Neutrophil Counts as Diagnostic and Prognostic Indicators
Clinicians use high neutrophil counts, especially when compared to other immune cells, to gain insight into a patient’s disease status and prognosis. The Neutrophil-to-Lymphocyte Ratio (NLR) is a simple, cost-effective biomarker derived from a standard complete blood count (CBC). The NLR is calculated by dividing the absolute neutrophil count by the absolute lymphocyte count, offering a snapshot of the balance between the pro-tumor inflammatory response and the anti-tumor immune response.
An elevated NLR is correlated with a poorer prognosis across many types of solid tumors, including pancreatic, colorectal, lung, and ovarian cancers. This ratio indicates a persistent, systemic inflammatory state fueling cancer progression. For instance, an NLR greater than a certain cutoff, often around 4 or 5, is associated with reduced overall survival, progression-free survival, and increased likelihood of recurrence.
The NLR’s predictive value reflects two opposing forces: high neutrophil numbers suggest a dominant pro-tumor inflammatory response, while low lymphocyte numbers indicate a weakened anti-tumor immune defense. This measurement helps guide treatment decisions, as an elevated NLR is sometimes linked to a reduced response to conventional therapies, such as chemotherapy. Because the NLR is readily available and inexpensive, it has become a widely utilized tool for risk stratification in oncology.

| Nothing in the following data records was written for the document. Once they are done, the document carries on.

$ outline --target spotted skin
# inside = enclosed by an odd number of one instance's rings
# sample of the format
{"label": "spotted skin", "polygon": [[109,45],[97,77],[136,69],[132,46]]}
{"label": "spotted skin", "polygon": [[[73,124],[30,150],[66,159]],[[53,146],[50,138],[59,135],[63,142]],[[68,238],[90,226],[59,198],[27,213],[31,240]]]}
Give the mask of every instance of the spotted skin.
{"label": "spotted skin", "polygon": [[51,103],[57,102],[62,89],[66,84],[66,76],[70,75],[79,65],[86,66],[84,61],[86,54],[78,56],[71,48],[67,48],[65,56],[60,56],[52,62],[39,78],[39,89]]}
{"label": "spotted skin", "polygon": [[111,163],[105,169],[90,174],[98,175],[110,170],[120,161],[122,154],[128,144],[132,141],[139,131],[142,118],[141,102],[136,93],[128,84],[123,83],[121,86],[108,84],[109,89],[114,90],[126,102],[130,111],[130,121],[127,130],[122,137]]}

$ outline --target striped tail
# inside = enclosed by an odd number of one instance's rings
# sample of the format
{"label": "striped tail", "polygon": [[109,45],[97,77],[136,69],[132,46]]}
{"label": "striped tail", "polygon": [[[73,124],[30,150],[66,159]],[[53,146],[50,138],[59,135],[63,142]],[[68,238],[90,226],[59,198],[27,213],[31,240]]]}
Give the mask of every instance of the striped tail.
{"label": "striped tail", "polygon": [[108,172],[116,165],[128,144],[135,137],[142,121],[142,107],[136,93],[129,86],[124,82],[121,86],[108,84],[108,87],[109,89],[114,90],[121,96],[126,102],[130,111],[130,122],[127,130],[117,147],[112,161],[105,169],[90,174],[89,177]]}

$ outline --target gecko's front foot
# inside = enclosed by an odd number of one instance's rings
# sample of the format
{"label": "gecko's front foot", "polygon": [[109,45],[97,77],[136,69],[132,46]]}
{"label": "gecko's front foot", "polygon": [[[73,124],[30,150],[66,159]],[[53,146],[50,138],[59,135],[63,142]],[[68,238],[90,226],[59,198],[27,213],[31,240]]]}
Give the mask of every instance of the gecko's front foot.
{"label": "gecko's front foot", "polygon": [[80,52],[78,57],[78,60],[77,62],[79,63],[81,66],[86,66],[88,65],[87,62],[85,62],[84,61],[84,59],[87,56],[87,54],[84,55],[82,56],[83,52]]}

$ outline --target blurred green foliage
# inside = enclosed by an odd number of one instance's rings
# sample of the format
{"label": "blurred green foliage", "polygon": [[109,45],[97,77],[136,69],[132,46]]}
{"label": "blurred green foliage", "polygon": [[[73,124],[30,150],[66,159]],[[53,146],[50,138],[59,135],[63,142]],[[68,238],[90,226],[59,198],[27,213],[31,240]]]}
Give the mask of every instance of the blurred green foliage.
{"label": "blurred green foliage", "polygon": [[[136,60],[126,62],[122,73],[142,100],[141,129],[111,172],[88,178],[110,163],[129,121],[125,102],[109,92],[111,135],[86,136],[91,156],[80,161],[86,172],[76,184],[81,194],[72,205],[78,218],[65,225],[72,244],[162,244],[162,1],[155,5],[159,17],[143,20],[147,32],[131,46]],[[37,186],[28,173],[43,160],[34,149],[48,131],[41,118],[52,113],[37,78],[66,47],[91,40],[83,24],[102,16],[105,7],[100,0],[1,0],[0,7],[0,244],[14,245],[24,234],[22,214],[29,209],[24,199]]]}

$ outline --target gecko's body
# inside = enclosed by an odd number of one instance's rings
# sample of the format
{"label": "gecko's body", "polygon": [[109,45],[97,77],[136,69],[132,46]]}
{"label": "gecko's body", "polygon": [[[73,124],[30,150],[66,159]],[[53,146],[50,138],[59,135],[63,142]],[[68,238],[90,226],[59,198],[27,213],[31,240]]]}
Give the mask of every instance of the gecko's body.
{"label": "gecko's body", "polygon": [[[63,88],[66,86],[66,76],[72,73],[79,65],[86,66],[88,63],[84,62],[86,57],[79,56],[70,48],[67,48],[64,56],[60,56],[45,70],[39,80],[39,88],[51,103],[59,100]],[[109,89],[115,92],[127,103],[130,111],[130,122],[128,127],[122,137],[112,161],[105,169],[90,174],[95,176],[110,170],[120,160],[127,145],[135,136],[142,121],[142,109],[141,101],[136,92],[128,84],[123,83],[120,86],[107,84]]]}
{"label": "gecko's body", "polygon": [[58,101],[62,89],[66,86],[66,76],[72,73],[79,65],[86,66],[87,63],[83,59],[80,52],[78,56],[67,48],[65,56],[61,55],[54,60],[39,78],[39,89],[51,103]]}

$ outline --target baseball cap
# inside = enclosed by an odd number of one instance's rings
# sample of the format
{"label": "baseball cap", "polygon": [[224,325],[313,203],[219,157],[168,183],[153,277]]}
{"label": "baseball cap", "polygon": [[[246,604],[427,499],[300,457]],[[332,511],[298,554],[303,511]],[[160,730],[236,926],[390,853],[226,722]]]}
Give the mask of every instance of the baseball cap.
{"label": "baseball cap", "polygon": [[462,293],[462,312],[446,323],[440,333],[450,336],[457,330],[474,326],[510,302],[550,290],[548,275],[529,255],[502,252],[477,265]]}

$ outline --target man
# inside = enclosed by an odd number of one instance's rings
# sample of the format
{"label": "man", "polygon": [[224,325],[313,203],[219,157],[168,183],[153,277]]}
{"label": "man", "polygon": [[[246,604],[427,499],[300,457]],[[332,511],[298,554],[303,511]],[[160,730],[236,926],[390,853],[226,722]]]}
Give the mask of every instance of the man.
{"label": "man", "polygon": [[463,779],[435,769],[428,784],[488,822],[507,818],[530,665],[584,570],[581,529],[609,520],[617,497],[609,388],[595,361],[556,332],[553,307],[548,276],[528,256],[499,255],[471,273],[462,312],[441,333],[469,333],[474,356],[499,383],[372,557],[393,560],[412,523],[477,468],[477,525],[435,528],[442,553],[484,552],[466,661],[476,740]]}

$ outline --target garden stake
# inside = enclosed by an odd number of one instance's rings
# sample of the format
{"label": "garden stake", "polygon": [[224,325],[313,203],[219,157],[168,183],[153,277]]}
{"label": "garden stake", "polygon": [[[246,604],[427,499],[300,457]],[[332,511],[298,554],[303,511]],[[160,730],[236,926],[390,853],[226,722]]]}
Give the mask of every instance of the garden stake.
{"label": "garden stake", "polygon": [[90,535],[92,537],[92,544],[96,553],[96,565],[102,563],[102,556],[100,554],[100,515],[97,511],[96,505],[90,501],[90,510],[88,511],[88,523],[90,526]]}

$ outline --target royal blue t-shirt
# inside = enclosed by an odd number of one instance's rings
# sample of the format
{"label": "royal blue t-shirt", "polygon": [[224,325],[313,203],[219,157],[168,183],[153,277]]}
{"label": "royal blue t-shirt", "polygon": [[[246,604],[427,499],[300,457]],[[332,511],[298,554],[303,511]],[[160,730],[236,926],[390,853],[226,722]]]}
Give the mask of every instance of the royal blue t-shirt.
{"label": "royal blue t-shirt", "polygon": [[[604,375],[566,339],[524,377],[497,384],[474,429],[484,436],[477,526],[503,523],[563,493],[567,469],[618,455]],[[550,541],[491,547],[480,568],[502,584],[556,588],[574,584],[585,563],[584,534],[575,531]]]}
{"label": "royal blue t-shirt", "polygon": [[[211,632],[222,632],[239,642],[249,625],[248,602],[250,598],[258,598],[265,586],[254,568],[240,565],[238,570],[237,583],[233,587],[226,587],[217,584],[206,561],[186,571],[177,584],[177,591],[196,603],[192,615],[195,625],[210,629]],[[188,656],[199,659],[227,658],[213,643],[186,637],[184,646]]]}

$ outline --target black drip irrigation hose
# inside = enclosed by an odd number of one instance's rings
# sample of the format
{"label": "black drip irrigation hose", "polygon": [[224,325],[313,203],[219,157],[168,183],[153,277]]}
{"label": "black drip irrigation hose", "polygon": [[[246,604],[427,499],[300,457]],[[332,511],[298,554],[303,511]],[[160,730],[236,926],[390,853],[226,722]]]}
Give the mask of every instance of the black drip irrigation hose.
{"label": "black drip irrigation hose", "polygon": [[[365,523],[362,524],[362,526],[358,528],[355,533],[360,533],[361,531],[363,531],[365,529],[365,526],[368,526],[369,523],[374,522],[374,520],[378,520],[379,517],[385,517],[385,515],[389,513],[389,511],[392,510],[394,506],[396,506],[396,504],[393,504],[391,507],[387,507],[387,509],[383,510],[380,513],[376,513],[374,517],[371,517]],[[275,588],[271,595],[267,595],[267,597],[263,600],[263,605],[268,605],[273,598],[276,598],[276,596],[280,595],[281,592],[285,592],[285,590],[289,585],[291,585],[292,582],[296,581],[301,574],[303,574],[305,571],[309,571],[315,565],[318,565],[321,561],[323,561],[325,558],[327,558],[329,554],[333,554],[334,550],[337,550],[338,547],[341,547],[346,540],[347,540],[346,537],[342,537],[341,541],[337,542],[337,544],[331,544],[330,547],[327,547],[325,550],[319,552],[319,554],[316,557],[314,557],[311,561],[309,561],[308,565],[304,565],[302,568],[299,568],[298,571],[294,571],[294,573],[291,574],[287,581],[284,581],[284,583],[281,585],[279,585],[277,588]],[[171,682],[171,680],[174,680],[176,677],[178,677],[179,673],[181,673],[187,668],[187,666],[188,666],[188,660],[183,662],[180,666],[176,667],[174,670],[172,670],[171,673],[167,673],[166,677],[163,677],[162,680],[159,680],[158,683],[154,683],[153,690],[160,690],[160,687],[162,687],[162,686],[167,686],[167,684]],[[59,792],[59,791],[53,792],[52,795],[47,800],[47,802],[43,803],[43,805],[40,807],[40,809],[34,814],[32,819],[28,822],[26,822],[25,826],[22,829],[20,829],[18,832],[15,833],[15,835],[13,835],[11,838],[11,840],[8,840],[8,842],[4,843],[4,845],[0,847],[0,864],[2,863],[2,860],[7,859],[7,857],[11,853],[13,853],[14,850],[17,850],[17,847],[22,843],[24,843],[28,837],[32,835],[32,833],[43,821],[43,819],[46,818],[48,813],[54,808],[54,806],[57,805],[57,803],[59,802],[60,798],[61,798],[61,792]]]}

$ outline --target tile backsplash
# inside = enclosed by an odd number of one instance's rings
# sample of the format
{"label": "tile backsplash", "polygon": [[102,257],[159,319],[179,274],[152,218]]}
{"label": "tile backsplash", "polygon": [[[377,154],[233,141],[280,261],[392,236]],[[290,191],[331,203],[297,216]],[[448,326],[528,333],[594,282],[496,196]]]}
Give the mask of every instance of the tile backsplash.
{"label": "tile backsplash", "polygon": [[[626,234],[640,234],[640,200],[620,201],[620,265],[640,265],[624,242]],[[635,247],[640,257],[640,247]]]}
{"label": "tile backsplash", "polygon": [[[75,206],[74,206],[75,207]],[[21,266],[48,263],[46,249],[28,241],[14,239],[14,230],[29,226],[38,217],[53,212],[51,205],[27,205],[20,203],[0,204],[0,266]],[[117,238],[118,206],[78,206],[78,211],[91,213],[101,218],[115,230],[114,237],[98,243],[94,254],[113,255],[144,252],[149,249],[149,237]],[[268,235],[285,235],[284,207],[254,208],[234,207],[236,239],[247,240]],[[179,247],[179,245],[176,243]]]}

Therapeutic Strategies Targeting Neutrophils
The recognition of the pro-tumor role of N2 neutrophils has opened new avenues for cancer treatment focused on manipulating these cells. Current research explores two strategies: inhibiting the recruitment and function of pro-tumor neutrophils, and actively reprogramming the cells to an anti-tumor phenotype. The goal is to neutralize cancer-promoting effects without compromising the neutrophils’ ability to fight infections.
One approach involves blocking the signaling pathways that recruit neutrophils to the tumor site. Chemokine receptors, such as CXCR1 and CXCR2, are expressed on neutrophils and act as homing beacons in response to tumor-secreted signals. Inhibiting CXCR2, for example, is a strategy tested in clinical trials to prevent the accumulation of pro-tumor neutrophils. This has shown success in preclinical models of various cancers. Combining CXCR2 inhibitors with existing treatments like chemotherapy may enhance the effectiveness of traditional drugs.
The second strategy involves shifting the functional polarization of neutrophils from the N2 state back to the N1 state. This repolarization aims to convert the tumor’s allies into anti-cancer fighters. Researchers are investigating compounds that interfere with the signaling molecules responsible for N2 polarization, such as TGF-\(\beta\). The goal is restoring the neutrophils’ ability to directly kill cancer cells. Targeting neutrophil plasticity represents a sophisticated method for leveraging the body’s immune system to combat malignancy.